Answer:
- The games were too closely related to an official school activity, showing religious support.
Explanation:
In Santa Fe District v. Doe, the court decided that understudy drove petition at a school football match-up fizzled the Lemon test since it was "excessively caught". This implies the court thought the amusements were excessively firmly identified with school action.
Along these lines, the football match couldn't be viewed as a private movement, yet open since it was empowered by the school. Additionally, the discourse radiating from this occasion would be open, and being straightforwardly energized by the school, would damage the Establishment Clause, by connecting legitimately to a substance of the government of the United States (the school) with religious issues.
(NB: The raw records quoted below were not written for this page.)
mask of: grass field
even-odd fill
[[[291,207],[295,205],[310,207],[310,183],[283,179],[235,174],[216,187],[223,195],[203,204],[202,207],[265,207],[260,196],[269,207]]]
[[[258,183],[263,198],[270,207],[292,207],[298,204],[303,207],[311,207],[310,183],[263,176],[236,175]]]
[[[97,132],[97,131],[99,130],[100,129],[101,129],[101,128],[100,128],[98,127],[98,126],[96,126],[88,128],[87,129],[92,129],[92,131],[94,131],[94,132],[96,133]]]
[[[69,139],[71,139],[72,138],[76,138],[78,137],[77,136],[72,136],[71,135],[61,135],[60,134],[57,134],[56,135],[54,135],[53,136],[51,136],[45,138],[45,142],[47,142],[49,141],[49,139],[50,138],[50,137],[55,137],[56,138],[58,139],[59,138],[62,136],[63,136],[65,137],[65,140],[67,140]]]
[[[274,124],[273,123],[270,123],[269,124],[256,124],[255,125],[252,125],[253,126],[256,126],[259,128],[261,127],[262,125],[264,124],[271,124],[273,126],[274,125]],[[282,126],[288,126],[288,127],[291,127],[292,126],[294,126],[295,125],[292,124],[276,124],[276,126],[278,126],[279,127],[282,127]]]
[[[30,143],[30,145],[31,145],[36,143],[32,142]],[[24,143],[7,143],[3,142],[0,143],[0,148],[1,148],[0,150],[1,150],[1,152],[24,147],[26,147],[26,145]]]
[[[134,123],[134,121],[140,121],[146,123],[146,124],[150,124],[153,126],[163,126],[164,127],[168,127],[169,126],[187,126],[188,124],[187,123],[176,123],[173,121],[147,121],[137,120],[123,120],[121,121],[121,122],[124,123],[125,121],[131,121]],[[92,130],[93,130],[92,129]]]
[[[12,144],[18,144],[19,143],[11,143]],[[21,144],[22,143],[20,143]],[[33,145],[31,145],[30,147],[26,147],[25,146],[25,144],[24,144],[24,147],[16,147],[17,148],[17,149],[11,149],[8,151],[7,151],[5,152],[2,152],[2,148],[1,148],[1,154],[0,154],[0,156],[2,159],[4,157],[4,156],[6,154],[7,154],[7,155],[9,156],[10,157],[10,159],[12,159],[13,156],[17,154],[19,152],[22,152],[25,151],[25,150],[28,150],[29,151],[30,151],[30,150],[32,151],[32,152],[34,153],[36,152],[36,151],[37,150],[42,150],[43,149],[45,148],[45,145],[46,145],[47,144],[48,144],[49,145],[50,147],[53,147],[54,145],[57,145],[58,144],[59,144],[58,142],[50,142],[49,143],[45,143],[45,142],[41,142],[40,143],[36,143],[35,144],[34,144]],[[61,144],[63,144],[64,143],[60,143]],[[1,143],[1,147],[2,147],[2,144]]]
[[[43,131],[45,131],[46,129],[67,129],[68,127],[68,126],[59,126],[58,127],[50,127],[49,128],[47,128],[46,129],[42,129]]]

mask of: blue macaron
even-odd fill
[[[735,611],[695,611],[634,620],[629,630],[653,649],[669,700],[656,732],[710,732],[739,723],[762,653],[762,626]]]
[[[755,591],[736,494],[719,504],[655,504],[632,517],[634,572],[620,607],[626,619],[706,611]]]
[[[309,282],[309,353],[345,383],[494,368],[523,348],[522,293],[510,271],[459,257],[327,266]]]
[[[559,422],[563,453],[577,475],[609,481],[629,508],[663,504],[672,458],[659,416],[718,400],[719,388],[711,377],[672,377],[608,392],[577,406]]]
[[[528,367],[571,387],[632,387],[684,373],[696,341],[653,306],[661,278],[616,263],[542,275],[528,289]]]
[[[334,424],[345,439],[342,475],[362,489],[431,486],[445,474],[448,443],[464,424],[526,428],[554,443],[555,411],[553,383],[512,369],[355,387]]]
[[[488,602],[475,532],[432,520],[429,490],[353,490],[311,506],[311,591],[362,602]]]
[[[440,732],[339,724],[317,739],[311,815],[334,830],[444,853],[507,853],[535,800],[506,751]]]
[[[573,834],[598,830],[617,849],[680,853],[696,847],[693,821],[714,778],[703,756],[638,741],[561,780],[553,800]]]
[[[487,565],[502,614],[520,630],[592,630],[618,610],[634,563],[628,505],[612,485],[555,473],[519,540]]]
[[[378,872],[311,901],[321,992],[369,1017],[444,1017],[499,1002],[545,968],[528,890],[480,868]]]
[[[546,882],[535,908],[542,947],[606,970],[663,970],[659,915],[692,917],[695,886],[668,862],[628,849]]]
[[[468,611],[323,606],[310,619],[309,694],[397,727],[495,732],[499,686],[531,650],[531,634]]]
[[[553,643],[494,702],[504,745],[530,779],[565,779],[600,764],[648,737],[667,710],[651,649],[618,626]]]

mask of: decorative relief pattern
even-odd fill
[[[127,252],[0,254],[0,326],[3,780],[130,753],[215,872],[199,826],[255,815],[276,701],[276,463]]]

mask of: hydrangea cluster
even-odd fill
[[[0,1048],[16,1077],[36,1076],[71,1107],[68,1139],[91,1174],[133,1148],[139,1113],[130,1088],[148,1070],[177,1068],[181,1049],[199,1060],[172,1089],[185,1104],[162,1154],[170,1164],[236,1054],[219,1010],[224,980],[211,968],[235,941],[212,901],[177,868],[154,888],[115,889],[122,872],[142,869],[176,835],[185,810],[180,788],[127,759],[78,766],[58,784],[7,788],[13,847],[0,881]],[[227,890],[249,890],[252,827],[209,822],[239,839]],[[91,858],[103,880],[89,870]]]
Hitler became chancellor of Germany because President Paul von Hindenburg appointed him.
The Khmer Rouge took Cambodia in a bitter civil war with dire consequences.
The similarities are invisible.
Answer:
The Seven Years' War was a conflict between France and Great Britain that took place between 1756 and 1763, and faced both European powers and their allies in various territories, including North America.
In North America, both nations had colonies of considerable importance: France had the colony of New France in what is now Quebec, Canada; while Great Britain had its Thirteen Colonies on the coast of the Atlantic Ocean. The two nations were vying for control of the Great Lakes. Thus, when the war broke out, the colonies of both countries faced each other over the disputed territories, ending with the British victory and the cession by France of all the territories of it on the continent.
Even so, the population of Quebec continued to maintain its customs (its Latin culture, its Catholic religion against British Anglicanism and, fundamentally, its French language). This situation was maintained over the years, and today it is possible to observe in Canada a bilingualism at the national level, with the French language being predominant in the province of Quebec, and the English language in the rest of the country.
Britain refused to stop seizing American ships that were trading with France.